The University of Nebraska-Lincoln researchers have revealed that the strains of simian immunodeficiency virus (SIV) found in chimpanzees, including those responsible for the global HIV phenomenon can infect human cells.
They noticed that SIV has the capability to migrate easily to humans since it has a tendency to mutate faster as soon as they encounter human cells. The recent revelation suggests that the growing threat animal viruses may pose a high risk to human lives.
The virus includes the SIV ancestor of HIV-1 M, which is responsible for the global HIV pandemic. Moreover, another ancestral strain of HIV was noticed only among residents of Cameroon in Africa.
The presence of HIV dates back to SIV ancestors in the early 1900s, which was initially acquired by a hunter or bushmeat vendor. This theory was confirmed by researchers based in UNL by showcasing SIVs can infect human cells.

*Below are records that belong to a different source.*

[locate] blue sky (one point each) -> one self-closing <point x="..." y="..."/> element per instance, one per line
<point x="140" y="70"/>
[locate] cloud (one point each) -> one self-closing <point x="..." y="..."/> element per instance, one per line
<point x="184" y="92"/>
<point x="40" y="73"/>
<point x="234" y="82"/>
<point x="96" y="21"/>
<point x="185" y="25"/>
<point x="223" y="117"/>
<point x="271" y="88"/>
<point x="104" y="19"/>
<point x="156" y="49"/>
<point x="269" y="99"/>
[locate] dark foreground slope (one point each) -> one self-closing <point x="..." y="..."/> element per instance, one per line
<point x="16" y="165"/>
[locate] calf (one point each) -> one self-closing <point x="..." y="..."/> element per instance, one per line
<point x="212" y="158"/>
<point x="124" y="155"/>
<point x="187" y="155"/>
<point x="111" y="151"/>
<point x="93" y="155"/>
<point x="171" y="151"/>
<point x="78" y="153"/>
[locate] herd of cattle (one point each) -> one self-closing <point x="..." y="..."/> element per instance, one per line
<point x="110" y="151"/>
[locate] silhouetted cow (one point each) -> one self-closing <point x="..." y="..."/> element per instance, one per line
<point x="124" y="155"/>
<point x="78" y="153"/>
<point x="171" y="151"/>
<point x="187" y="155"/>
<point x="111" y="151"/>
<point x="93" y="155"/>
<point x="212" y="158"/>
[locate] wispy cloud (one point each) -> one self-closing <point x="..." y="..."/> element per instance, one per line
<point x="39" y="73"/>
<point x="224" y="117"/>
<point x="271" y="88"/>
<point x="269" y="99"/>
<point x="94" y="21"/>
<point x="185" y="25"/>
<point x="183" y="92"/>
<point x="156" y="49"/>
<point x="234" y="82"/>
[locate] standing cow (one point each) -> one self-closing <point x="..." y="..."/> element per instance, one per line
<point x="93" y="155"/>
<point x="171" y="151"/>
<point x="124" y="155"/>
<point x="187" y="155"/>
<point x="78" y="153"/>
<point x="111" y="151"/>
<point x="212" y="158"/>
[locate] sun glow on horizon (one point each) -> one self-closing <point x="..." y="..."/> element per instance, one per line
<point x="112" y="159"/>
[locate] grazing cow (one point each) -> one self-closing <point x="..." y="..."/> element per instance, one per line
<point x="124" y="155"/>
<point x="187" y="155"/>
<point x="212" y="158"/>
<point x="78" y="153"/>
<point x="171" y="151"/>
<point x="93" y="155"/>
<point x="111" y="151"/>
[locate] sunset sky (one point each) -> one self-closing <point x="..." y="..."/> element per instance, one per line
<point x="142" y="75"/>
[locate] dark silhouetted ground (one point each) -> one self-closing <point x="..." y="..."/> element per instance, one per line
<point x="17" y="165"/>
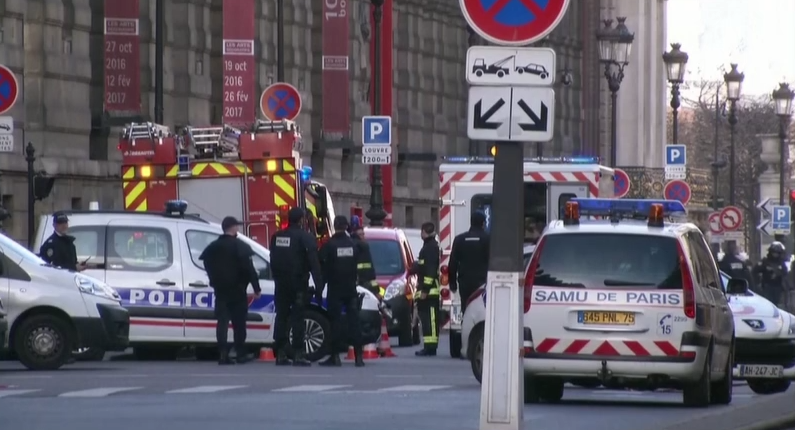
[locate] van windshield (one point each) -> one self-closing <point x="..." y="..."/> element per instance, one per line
<point x="609" y="261"/>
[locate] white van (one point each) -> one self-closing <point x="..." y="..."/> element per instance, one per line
<point x="51" y="312"/>
<point x="152" y="260"/>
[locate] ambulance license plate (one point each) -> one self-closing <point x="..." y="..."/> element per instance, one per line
<point x="761" y="371"/>
<point x="605" y="318"/>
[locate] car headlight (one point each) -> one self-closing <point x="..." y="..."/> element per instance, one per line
<point x="94" y="287"/>
<point x="396" y="288"/>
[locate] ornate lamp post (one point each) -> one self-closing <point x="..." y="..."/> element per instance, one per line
<point x="675" y="62"/>
<point x="615" y="45"/>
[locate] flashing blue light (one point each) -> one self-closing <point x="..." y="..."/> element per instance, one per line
<point x="627" y="206"/>
<point x="306" y="173"/>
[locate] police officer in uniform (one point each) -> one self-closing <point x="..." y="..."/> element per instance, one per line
<point x="469" y="258"/>
<point x="427" y="270"/>
<point x="293" y="257"/>
<point x="59" y="249"/>
<point x="364" y="260"/>
<point x="338" y="260"/>
<point x="229" y="266"/>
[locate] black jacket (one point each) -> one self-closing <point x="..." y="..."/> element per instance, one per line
<point x="229" y="266"/>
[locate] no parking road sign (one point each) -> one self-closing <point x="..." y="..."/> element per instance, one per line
<point x="513" y="22"/>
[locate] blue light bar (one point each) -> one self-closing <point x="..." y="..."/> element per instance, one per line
<point x="635" y="207"/>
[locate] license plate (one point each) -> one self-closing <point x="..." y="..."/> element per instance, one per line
<point x="605" y="318"/>
<point x="761" y="371"/>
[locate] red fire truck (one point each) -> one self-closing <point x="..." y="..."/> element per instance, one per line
<point x="255" y="175"/>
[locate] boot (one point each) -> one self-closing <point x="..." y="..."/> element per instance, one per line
<point x="332" y="361"/>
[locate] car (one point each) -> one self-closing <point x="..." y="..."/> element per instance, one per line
<point x="392" y="260"/>
<point x="764" y="352"/>
<point x="616" y="296"/>
<point x="152" y="260"/>
<point x="51" y="312"/>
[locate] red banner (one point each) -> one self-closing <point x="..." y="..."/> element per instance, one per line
<point x="239" y="66"/>
<point x="336" y="123"/>
<point x="122" y="57"/>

The researchers during the study discovered that the SIV ancestors of two HIV strains not yet identified in the human body also invaded human cells after they were exposed multiple times in the lab.
Responding to media queries, Qingsheng Li from Nebraska Centre for Virology disclosed that the central question before researchers was whether traces of SIV strains that have not yet found in humans have the great potential to cause another HIV-type infection.
How it gets infected:
Li added that there is a scope of getting infected because the strains are capable of replicating rapidly without any signs of warning.

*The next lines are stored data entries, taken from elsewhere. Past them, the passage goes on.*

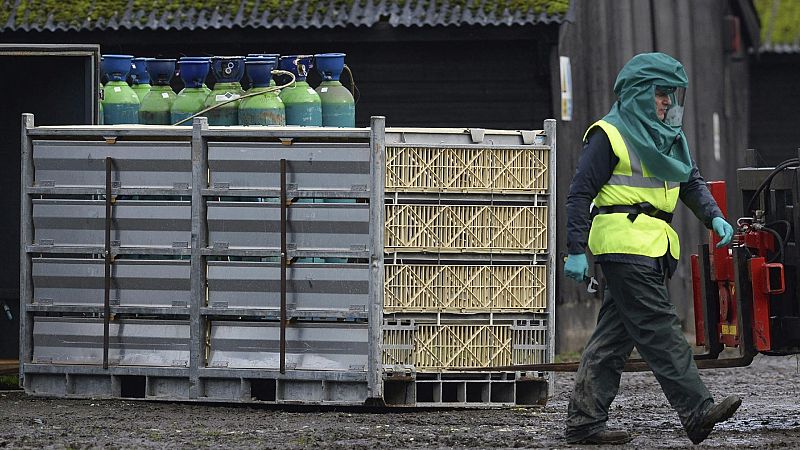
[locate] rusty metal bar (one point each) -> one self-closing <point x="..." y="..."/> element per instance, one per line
<point x="107" y="278"/>
<point x="283" y="266"/>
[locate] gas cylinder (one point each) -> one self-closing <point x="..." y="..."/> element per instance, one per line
<point x="120" y="103"/>
<point x="197" y="58"/>
<point x="156" y="104"/>
<point x="101" y="119"/>
<point x="303" y="106"/>
<point x="191" y="99"/>
<point x="275" y="56"/>
<point x="228" y="70"/>
<point x="267" y="108"/>
<point x="338" y="106"/>
<point x="140" y="78"/>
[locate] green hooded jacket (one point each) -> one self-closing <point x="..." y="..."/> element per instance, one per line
<point x="661" y="147"/>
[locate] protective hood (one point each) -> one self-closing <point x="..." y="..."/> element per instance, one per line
<point x="661" y="146"/>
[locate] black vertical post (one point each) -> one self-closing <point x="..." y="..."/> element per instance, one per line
<point x="283" y="266"/>
<point x="107" y="288"/>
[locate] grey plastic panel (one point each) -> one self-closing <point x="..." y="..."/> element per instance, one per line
<point x="334" y="226"/>
<point x="135" y="223"/>
<point x="309" y="346"/>
<point x="309" y="286"/>
<point x="136" y="164"/>
<point x="71" y="281"/>
<point x="72" y="340"/>
<point x="313" y="166"/>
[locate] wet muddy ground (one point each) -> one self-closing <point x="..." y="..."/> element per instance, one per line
<point x="769" y="418"/>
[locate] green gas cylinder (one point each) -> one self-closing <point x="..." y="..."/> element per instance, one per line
<point x="120" y="103"/>
<point x="140" y="78"/>
<point x="338" y="106"/>
<point x="192" y="98"/>
<point x="101" y="120"/>
<point x="228" y="70"/>
<point x="267" y="108"/>
<point x="156" y="104"/>
<point x="303" y="105"/>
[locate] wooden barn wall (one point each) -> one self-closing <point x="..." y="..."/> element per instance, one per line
<point x="774" y="130"/>
<point x="490" y="77"/>
<point x="605" y="35"/>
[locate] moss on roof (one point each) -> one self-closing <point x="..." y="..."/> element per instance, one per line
<point x="780" y="22"/>
<point x="80" y="14"/>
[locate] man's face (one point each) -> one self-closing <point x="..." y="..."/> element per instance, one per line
<point x="663" y="103"/>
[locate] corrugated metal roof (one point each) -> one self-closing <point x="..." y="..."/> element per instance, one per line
<point x="85" y="15"/>
<point x="780" y="25"/>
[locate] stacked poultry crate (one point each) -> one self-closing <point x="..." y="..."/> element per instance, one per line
<point x="469" y="263"/>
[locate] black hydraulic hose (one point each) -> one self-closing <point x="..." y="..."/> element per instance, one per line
<point x="786" y="224"/>
<point x="768" y="180"/>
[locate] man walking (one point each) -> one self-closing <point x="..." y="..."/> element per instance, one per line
<point x="634" y="167"/>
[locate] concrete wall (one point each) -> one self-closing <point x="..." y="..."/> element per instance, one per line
<point x="604" y="35"/>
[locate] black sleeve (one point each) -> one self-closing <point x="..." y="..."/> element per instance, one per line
<point x="595" y="166"/>
<point x="695" y="194"/>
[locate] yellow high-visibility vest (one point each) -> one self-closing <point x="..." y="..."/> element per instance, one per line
<point x="630" y="184"/>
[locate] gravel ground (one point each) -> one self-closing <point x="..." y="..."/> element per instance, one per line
<point x="769" y="417"/>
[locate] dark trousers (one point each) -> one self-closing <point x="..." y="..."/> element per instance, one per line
<point x="636" y="311"/>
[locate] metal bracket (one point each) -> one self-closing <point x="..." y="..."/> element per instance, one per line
<point x="528" y="136"/>
<point x="477" y="135"/>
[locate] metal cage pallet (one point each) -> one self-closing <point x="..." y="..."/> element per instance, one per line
<point x="453" y="389"/>
<point x="239" y="264"/>
<point x="174" y="215"/>
<point x="465" y="288"/>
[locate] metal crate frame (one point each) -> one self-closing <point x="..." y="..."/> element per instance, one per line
<point x="197" y="382"/>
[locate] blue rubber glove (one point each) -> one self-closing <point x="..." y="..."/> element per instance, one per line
<point x="723" y="229"/>
<point x="576" y="267"/>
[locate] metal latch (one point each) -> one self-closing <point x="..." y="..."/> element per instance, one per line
<point x="477" y="135"/>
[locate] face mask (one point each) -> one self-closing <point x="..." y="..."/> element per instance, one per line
<point x="674" y="113"/>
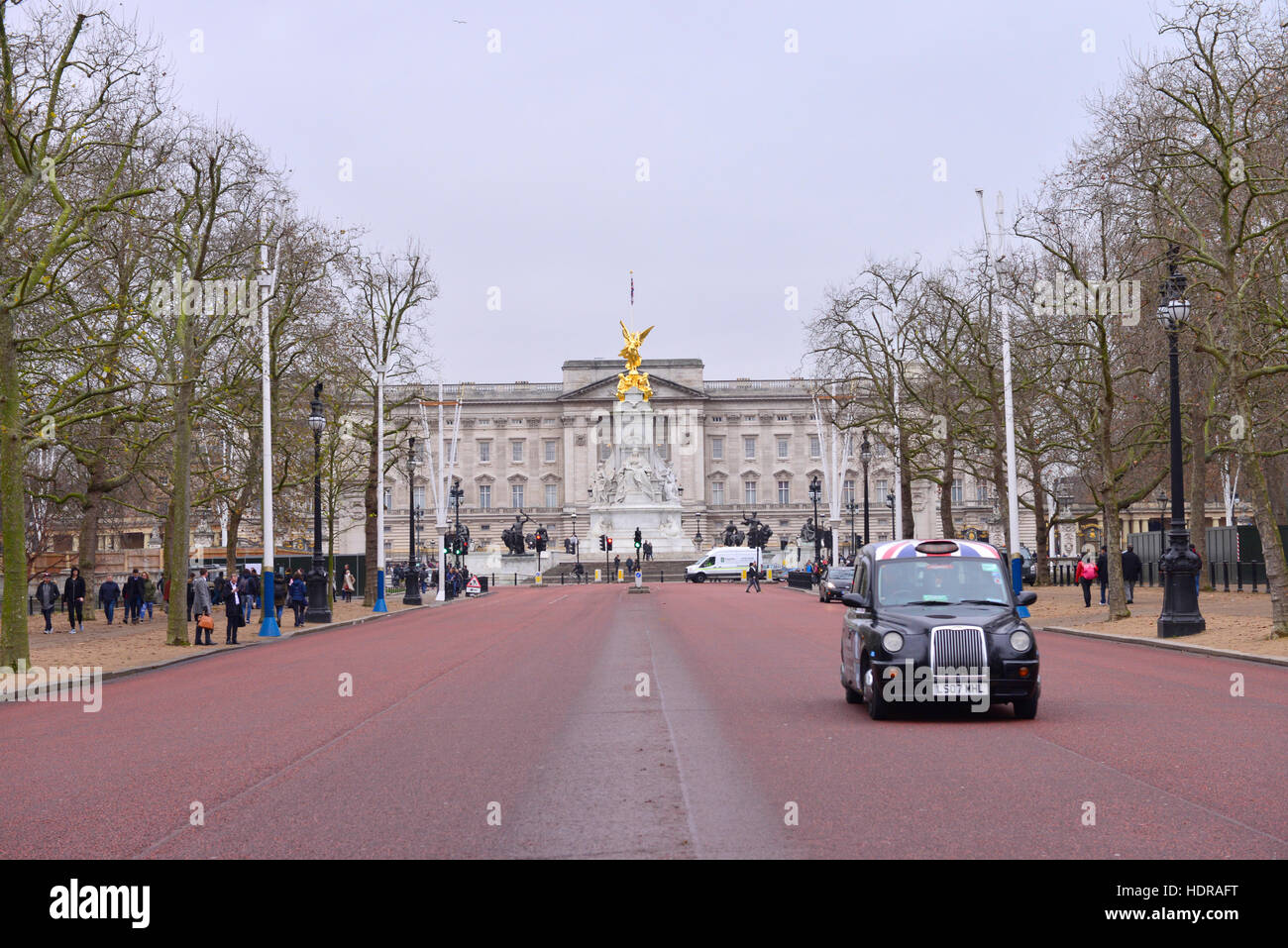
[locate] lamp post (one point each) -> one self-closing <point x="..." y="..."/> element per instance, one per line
<point x="320" y="609"/>
<point x="851" y="505"/>
<point x="815" y="492"/>
<point x="380" y="605"/>
<point x="456" y="493"/>
<point x="866" y="456"/>
<point x="1179" y="566"/>
<point x="411" y="594"/>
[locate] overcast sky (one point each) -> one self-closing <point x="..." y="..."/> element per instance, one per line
<point x="767" y="168"/>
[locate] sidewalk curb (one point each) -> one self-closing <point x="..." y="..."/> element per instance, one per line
<point x="257" y="640"/>
<point x="1171" y="646"/>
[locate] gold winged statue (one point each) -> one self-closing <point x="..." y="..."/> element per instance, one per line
<point x="632" y="377"/>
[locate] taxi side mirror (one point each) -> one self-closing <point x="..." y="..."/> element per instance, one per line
<point x="855" y="600"/>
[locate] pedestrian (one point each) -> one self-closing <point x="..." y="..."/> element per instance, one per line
<point x="233" y="610"/>
<point x="1083" y="574"/>
<point x="244" y="595"/>
<point x="107" y="595"/>
<point x="299" y="596"/>
<point x="1131" y="572"/>
<point x="150" y="591"/>
<point x="73" y="594"/>
<point x="279" y="587"/>
<point x="1103" y="572"/>
<point x="201" y="605"/>
<point x="133" y="596"/>
<point x="47" y="596"/>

Researchers revealed the above findings after inoculating mice with human tissues and stem cells. This will eventually stimulate the growth of other cells, which are essential to the human immune system.
The researchers, to study whether the humans have acquired certain HIV strains, injected low doses of the four sampled SIV strains into various groups of the mice.
The approach adopted, as outlined in the Journal of Virology, could enable researchers to study the growing threat initiated by additional SIVs and several another animal-carried virus.